I'm sure I will watch the movie which will be good for me because this past week of gluttonous eating every night has led to my skirts feeling a bit tighter. Instead of going to a restaurant, I am going to go to the movies. Mental candy as opposed to edible candy.
I took a good run this morning to work off the calories of an unexpectedly delicious meal last night. After having running errands for the better part of all day Saturday (This is the part of being a grown-up I absolutely deplore! I swear I will probably, if I ever get married, be the worst housewife ever because I hate to clean, run errands or do anything remotely domestic!), I settled down to a dinner at Chevy's Mexican Restaurant near Pentagon City.
Chevy's is a chain restaurant so you know the prices are relatively cheap. My chicken chimichanga was $9.99, but what was really delicious was the salsa. In fact, their salsa is so legendary, you can buy a bottle of salsa for $7.99. I'm not sure I will accurately capture the freshness and lightness of the salsa. Not purely tomato based, the completely pureed salsa arrived in a glorious mish-mash of color: a burgundy palate with splices of green and black. The chips were essentially salt-less and so airy I ate an entire basket myself.
I should have sensed the salsa was to-die-for simply by the service of the waiter who brought us our own individual bowls of salsa.
Which reminds me.

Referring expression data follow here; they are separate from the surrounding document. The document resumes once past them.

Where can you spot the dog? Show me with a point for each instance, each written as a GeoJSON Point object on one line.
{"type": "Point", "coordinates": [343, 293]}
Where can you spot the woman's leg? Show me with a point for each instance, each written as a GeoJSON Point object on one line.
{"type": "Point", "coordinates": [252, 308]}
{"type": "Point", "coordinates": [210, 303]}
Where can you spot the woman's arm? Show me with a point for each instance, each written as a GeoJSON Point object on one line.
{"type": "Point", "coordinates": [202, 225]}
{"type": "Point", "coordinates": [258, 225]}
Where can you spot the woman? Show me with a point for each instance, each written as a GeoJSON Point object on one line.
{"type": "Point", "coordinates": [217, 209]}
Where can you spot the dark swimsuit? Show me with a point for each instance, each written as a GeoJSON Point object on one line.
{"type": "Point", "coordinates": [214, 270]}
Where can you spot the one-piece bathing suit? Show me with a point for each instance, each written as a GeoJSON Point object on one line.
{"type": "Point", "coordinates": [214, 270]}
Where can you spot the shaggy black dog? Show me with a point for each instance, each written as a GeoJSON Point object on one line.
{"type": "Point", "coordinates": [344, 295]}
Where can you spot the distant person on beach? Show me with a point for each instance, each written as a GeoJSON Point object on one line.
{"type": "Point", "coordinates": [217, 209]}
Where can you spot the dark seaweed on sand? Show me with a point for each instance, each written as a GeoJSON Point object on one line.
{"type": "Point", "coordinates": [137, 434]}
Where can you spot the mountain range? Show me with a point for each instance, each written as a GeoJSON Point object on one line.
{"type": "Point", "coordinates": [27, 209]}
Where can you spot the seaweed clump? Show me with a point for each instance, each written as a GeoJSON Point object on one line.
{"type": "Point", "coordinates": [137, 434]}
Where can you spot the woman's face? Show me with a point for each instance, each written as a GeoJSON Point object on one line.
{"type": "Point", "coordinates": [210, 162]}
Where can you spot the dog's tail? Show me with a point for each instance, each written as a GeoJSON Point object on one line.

I wrote a review for NBC Washington nearly a year ago which caused quite the rucus because I said Lauriol Plaza in D.C. was the best Mexican food in the city. I still get amused by the fracus simply because I was only choosing a locale in the city -- as opposed to Virginia or Maryland. I'm just a critic, just one person's opinion, so raising someone's hackles is always interesting.
This week I'm excited to go to Texas and get some real Tex-Mex though!